K. Balakrishnan, D. Tipper and D. Medhi, ``Routing Strategies for Fault Recovery in Wide Area Packet Networks," To appear in Proceedings of IEEE Military Communications Conference (MILCOM'95), San Diego, CA, November 1995.
Abstract
In this paper, we present the results of a study of routing algorithms for traffic restoration after a failure in a virtual circuit packet switched wide area network capable of supporting integrated traffic (e.g., voice, video and data). The dominant factor on network performance after a failure is the transient congestion period that results from restored virtual circuits attempting to send out the entire backlog of packets accumulated since the failure.
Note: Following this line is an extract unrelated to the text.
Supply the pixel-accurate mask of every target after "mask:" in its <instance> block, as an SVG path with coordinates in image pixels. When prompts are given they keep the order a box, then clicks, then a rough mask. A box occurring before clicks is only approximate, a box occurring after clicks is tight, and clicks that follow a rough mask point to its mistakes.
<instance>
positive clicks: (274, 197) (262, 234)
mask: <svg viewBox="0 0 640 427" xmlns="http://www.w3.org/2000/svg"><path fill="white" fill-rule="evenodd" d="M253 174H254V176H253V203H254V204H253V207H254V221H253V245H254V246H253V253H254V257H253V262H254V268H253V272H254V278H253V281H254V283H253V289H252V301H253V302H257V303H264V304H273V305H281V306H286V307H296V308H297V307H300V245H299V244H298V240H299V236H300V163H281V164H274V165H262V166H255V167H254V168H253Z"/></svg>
Standard routing algorithms based on minimizing the steady state network delay may not be appropriate for rerouting the calls after a failure, in view of the transient congestion. Here we propose alternative routing schemes to reduce the congestion. One approach is to use Minimum Hop routing to restore connections in order to ensure that the number of nodes directly effected by the rerouting is limited to a minimum. This method attempts to isolate and restrict the physical area of the congestion occurring due to the rerouting from a failure. An alternate approach is to distribute the potential congestion caused by the rerouting among the various links in the network, to take advantage of residual network capacity. This method allows the backlog of traffic to be potentially spread out over the various links in the network in order to not degrade the performance seriously at any particular link. This Load Distribution routing can be either across all the possible routes between the source-destination nodes or across all the links leading out of the source nodes. The results of a simulation study of a 10 node network comparing the performance of the different routing algorithms (i.e., Minimum Delay, Minimum Hop, Load Distribution on Paths, Load Distribution on Links) are presented.